As Coast Guard personnel approached the ship in an inflatable boat, eight migrants jumped into the water, evidently fearing their ship was sinking. Coast Guard personnel rescued the jumpers, boarded the ship and made emergency repairs.
But, in an incident not reported at the time, smugglers set several fires on board the ship, and one migrant attempted to wrestle a gun from a Coast Guard officer, firing one shot into a bulkhead before being restrained, No one was injured, officials said.
"It's a constant high-stress cat and mouse game that we play with the migrants," said Tangeman.
The Coast Guard placed a 28-member boarding team on the Wing Fung Lung to keep control of it.

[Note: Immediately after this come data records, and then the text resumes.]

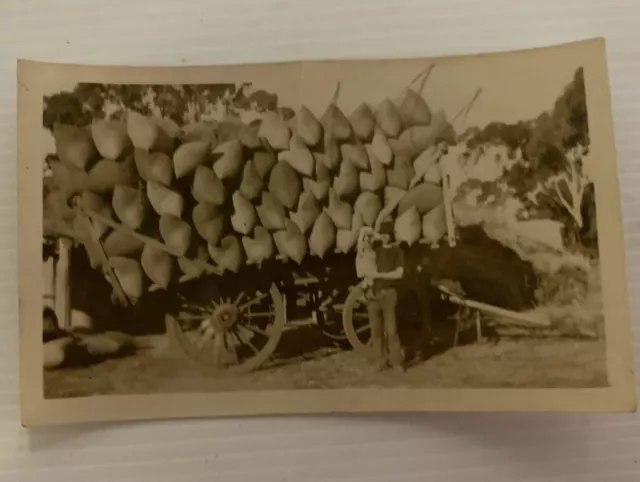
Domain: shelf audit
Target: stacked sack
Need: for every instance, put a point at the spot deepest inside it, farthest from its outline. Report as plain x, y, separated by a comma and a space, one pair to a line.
231, 194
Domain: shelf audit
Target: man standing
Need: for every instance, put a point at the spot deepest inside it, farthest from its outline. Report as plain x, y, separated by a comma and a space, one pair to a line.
380, 263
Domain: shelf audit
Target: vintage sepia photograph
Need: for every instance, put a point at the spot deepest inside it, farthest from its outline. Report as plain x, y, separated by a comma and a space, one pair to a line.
371, 224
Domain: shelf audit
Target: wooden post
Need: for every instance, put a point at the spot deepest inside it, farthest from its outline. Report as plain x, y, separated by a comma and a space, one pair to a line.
49, 281
446, 197
62, 285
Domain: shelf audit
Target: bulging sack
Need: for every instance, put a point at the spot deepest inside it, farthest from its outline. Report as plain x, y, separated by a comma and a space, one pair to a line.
299, 157
367, 207
147, 134
357, 154
260, 247
110, 138
323, 235
308, 211
209, 221
340, 212
107, 173
308, 127
154, 166
229, 255
408, 226
230, 159
251, 185
285, 184
347, 183
290, 242
130, 205
190, 267
376, 179
274, 131
434, 225
363, 122
264, 162
189, 156
118, 243
388, 119
158, 265
74, 146
165, 201
176, 234
244, 215
207, 187
380, 148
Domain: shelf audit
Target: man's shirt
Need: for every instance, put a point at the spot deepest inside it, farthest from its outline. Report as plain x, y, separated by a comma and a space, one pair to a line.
388, 259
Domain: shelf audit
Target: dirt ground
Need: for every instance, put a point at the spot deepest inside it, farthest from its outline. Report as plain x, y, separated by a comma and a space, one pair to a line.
511, 362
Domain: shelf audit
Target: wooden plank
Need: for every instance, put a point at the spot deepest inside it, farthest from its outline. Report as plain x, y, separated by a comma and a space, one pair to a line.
513, 317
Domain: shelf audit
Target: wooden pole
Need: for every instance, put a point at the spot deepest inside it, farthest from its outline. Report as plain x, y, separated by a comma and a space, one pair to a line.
62, 285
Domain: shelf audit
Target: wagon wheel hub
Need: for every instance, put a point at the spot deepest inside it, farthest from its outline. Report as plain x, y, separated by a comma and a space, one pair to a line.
225, 316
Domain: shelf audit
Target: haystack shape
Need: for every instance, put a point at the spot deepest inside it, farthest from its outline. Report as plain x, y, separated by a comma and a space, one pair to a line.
229, 255
271, 212
207, 187
323, 235
229, 159
209, 221
74, 146
189, 156
290, 242
164, 200
363, 122
274, 131
308, 127
176, 233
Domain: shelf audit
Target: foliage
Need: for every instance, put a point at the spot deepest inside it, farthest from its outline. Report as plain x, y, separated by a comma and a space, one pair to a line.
181, 103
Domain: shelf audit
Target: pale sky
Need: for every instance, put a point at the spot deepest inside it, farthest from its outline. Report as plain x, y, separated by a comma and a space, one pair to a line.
514, 86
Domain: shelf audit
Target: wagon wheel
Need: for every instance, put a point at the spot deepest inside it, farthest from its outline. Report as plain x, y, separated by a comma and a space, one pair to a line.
356, 329
330, 316
231, 336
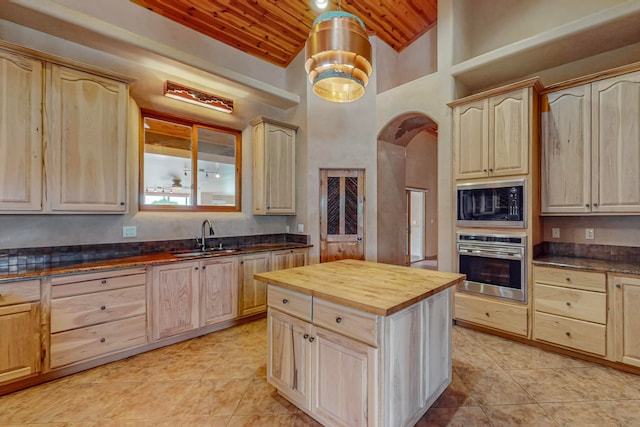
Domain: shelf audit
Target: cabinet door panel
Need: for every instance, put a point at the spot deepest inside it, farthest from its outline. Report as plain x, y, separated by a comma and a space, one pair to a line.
20, 133
86, 117
289, 365
175, 299
19, 354
219, 290
616, 144
341, 379
509, 129
566, 151
471, 140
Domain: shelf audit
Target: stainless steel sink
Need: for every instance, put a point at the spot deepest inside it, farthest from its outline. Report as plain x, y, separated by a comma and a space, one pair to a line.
211, 251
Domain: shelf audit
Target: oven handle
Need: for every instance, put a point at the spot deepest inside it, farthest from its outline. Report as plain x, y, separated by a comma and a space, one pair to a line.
491, 253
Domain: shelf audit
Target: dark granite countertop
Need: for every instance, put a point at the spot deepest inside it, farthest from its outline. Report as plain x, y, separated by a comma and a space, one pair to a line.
74, 267
605, 266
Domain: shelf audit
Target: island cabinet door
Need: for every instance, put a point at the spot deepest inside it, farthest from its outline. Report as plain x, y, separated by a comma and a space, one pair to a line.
344, 380
289, 364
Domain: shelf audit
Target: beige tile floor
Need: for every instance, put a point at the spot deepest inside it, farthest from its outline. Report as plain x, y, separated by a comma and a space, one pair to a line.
219, 380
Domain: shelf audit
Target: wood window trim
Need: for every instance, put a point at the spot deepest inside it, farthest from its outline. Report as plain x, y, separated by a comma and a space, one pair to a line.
194, 149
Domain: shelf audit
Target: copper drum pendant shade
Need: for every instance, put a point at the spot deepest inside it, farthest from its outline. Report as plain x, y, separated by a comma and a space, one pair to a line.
338, 56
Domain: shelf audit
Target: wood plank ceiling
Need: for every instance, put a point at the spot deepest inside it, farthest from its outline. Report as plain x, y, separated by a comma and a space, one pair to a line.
276, 30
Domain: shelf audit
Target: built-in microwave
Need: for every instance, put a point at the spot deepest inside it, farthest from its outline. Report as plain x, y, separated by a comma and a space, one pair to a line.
492, 204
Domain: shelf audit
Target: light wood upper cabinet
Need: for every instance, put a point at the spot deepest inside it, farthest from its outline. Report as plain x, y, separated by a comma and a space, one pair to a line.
492, 135
566, 150
175, 298
20, 133
626, 308
616, 144
86, 141
274, 171
19, 330
591, 147
252, 297
218, 290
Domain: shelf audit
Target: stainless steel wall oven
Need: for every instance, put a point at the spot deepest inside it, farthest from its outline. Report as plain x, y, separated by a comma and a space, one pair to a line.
495, 264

Ultimately, four crewmembers were charged with alien smuggling offenses, and 249 migrants were returned to China.
In another major incident, the Coast Guard used pepper spray and batons in August of 1998 to quell two riots onboard the Chih Yung, a 200-foot freighter holding 172 Chinese migrants off the coast of Ensenada, Mexico.
And in 1997, passengers on a migrant vessel off Bermuda set fires and attempted to sink the ship by bashing the hull with a ramming rod.

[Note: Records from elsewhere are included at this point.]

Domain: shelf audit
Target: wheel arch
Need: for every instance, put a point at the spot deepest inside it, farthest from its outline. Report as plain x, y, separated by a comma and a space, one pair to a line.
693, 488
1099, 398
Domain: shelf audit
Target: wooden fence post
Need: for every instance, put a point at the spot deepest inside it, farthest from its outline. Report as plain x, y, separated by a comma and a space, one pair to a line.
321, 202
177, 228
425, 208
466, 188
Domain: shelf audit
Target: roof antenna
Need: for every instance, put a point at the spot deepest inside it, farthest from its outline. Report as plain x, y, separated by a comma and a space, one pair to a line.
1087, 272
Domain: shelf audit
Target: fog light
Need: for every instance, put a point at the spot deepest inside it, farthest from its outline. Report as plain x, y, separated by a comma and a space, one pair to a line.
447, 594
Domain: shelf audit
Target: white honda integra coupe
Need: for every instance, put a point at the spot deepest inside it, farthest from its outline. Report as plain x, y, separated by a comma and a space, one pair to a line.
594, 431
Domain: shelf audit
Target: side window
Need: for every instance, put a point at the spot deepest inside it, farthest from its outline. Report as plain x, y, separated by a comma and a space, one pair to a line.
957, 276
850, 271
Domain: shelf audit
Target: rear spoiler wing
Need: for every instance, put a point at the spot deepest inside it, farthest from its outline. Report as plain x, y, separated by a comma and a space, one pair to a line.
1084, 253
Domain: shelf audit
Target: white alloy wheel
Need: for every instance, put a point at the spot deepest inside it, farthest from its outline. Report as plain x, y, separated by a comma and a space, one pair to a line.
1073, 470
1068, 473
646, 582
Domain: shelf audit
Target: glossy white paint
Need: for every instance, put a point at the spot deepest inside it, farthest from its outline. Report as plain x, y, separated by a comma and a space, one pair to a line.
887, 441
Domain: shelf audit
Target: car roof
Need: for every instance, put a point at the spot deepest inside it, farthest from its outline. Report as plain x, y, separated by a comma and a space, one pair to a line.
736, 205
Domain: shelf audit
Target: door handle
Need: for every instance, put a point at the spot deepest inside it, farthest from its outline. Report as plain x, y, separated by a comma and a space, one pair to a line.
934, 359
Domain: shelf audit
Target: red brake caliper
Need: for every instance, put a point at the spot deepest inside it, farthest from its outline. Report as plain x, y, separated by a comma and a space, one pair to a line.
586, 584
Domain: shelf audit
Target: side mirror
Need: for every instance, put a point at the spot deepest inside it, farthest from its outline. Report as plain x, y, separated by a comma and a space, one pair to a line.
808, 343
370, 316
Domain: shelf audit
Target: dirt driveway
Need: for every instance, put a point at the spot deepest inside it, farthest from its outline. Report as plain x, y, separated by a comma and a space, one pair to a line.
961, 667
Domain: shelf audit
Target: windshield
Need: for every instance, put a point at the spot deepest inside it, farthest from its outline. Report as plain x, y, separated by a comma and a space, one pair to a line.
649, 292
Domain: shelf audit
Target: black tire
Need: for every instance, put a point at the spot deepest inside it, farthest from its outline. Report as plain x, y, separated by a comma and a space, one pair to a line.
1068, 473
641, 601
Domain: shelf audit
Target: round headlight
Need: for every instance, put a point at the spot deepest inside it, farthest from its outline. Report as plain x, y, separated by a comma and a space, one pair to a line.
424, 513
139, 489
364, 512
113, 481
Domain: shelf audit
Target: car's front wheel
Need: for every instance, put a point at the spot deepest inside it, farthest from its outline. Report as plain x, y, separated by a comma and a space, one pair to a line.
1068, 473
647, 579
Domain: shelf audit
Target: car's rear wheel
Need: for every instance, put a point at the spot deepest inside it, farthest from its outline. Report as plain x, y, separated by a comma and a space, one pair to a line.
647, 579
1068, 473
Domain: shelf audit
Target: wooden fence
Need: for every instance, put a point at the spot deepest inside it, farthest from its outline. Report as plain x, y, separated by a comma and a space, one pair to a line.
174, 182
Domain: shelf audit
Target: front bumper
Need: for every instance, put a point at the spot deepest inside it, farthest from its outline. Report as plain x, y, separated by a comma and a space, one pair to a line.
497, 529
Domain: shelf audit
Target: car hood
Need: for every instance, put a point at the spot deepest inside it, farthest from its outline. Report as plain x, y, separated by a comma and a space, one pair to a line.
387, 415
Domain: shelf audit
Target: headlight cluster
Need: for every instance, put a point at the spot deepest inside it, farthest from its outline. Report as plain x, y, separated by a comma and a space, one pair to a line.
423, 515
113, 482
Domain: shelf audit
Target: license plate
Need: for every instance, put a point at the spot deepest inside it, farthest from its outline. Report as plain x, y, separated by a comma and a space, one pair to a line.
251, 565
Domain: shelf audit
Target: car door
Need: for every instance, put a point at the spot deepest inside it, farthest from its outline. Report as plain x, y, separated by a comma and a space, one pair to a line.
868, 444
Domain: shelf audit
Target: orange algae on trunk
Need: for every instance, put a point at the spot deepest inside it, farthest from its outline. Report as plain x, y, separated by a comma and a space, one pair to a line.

"For about every five to 10 migrants aboard a vessel, there is at least one enforcer," Tangeman said. "An 'enforcer' has complete responsibility for keeping his people, his cargo in line. He does everything to keep them in line, physical abuse, mental abuse, withholding food, withholding water, not letting them go to the bathroom, it's a horrible situation."
Coast Guard officials describe conditions on board the vessels as deplorable. The ships lack sanitation and medical facilities, and migrants are forced to stay in overcrowded holds.
In numerous occasions documented by the Coast Guard, migrants have mutilated themselves in an effort to be flown to hospitals in the United States, where it is believed they will be allowed to stay. The Coast Guard typically diverts migrant ships to other countries, where immigration laws make it easier to return the migrants to their homelands.
In June, the Coast Guard was criticized after television news crews taped a crew using pepper spray and fire hoses to stop Cuban migrants from coming ashore. Officials say the action was prompted when the Cubans waved oars studded with nails.
The Coast Guard's top officer, Commandant Adm. James Loy, said he needs more resources because of the problem.
"I would only hope that the reality of this mission is clear to the congressional leaders that will be making those judgments," he said.
The U.S. force also wants to be able to send its ships further south to stop the smugglers from dumping their human cargo in Latin American or Mexico, where the immigrants make their way to the United States overland.